We also implement MASS on [fairseq](https://github.com/pytorch/fairseq), in order to support the pre-training and fine-tuning for large scale supervised tasks, such as neural machine translation, text summarization. Unsupervised pre-training usually works better in zero-resource or low-resource downstream tasks. However, in large scale supervised NMT, there are plenty of bilingual data, which brings challenges for conventional unsupervised pre-training. Therefore, we design new pre-training loss to support large scale supervised NMT. The code is under [MASS-supNMT](MASS-supNMT).
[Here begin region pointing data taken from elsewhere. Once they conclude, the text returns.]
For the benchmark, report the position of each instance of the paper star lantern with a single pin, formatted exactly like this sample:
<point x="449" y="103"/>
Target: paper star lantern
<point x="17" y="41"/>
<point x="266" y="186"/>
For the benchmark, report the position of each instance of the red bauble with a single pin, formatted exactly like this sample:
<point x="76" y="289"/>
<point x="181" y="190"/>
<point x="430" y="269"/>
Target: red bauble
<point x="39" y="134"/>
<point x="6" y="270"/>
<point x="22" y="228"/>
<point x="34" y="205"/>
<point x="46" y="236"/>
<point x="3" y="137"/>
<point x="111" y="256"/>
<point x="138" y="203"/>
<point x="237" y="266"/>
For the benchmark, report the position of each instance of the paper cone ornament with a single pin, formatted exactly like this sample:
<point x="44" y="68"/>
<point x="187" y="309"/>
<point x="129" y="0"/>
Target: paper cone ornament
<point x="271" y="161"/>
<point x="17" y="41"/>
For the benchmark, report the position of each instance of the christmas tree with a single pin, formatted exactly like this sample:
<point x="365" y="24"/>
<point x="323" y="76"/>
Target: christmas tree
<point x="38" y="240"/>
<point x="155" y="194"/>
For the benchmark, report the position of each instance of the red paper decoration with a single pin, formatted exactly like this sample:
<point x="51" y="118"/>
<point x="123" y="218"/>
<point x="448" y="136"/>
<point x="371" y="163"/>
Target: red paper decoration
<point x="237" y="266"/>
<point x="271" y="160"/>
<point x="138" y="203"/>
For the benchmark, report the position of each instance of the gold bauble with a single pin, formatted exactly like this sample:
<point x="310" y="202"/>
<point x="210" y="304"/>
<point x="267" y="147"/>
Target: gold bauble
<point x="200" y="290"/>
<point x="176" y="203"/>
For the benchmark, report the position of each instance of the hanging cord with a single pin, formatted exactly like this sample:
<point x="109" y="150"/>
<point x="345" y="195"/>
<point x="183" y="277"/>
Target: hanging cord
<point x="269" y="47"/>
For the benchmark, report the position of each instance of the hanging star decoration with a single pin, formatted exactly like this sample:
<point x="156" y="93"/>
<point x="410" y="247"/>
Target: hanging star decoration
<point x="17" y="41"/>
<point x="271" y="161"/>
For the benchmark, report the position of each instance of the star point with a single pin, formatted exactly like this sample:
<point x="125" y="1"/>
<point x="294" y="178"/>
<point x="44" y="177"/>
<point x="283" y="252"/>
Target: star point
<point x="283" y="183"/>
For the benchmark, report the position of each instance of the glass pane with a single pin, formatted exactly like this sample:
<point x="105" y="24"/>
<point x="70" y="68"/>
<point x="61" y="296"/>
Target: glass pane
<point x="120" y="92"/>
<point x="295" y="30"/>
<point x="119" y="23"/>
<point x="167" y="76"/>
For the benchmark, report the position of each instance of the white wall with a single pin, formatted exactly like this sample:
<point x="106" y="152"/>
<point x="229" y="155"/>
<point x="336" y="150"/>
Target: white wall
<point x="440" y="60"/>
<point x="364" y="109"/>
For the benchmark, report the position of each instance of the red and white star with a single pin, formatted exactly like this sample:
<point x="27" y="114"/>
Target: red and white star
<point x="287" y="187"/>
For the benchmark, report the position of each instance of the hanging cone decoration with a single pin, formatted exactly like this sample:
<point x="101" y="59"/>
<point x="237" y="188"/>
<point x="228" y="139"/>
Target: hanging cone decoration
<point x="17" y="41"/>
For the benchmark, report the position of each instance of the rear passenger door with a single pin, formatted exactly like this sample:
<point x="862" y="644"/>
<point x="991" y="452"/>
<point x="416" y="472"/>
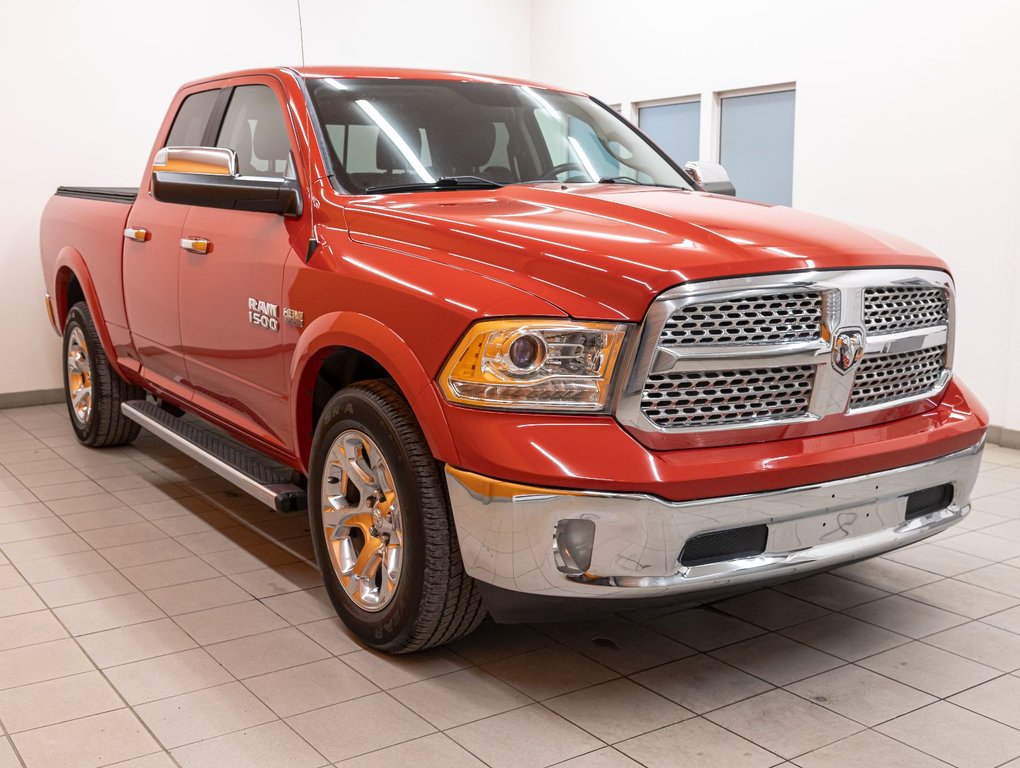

We extend the MASS to supervised setting where the supervised sentence pair (X, Y) is leveraged for pre-training. The sentence X is masked and feed into the encoder, and the decoder predicts the whole sentence Y. Some discret tokens in the decoder input are also masked, to encourage the decoder to extract more informaiton from the encoder side.   
![img](MASS-supNMT/archi_mass_sup_md.png)

During pre-training, we combine the orignal MASS pre-training loss and the new supervised pre-training loss together. During fine-tuning, we directly use supervised sentence pairs to fine-tune the pre-trained model. Except for NMT, this pre-trainig paradigm can be also applied on other superviseed sequence to sequence tasks.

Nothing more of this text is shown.